France warns Britain on eurozone veto
France warned Britain yesterday it could not expect to win veto powers over closer integration of the eurozone single currency area in talks on its own future in the EU.
Negotiations on Britain's demand for key reforms, including safeguarding the pound and its financial system, are going down to the wire with officials preparing feverishly for a crunch EU leaders summit next week.
French Finance Minister Michel Sapin said Britain and its financial system belonged squarely in the European Union and that was France's position.
"Certainly, there are changes to be made, there needs to be more democracy in the workings of Europe but there are also some simple principles to be observed," Sapin said as he arrived for a meeting of EU finance ministers in Brussels.

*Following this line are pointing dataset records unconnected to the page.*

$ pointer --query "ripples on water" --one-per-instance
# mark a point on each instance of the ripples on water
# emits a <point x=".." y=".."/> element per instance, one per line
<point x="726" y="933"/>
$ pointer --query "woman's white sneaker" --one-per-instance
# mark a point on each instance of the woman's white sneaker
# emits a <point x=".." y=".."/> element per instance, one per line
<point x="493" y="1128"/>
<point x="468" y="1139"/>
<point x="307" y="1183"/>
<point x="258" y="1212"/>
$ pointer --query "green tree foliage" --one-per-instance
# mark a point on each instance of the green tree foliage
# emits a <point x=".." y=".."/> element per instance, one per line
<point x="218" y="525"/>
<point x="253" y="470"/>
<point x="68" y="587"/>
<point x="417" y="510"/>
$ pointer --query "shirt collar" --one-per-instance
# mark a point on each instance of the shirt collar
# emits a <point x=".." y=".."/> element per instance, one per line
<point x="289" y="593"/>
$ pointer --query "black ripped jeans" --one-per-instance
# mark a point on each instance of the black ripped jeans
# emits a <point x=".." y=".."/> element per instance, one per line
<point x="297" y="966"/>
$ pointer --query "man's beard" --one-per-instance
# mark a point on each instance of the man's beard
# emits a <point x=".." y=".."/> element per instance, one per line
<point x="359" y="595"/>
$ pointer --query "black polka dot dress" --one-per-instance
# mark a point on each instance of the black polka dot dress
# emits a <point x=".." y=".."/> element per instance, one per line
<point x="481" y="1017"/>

"The first principle is that the economic and monetary union (of the 19 eurozone countries) is going to be deepened, that it must be deepened, and on that nobody can oppose it," he said.
"We must talk to those countries not in the euro but there can be no veto, no mechanism which could hold up this deepening (of the eurozone," he added.
Britain's finance minister, George Osborne, said he believed there was a "real prospect" of a deal at next week's summit.
Osborne said the finance ministers would discuss among other things "how we make sure we have the right relationship between the countries in the eurozone and outside ... in a way that we make sure we have the best arrangements for financial stability."
"Getting this all right is absolutely essential to make sure we protect the citizens of the EU and of course in my point of view, to protect the citizens of Britain," he added.
Last week, French President Francois Hollande said there should be no further changes to the compromises worked out to meet British Prime Minister David Cameron's reform demands.
European Council President Donald Tusk earlier this month compiled a package designed to avoid a "Brexit" in a referendum Cameron has promised by end-2017 but which many believe will be held this year, possibly in June.
Among the proposals, there would be a mechanism allowing non-euro countries to raise their concerns about decisions by eurozone nations which may affect their economies.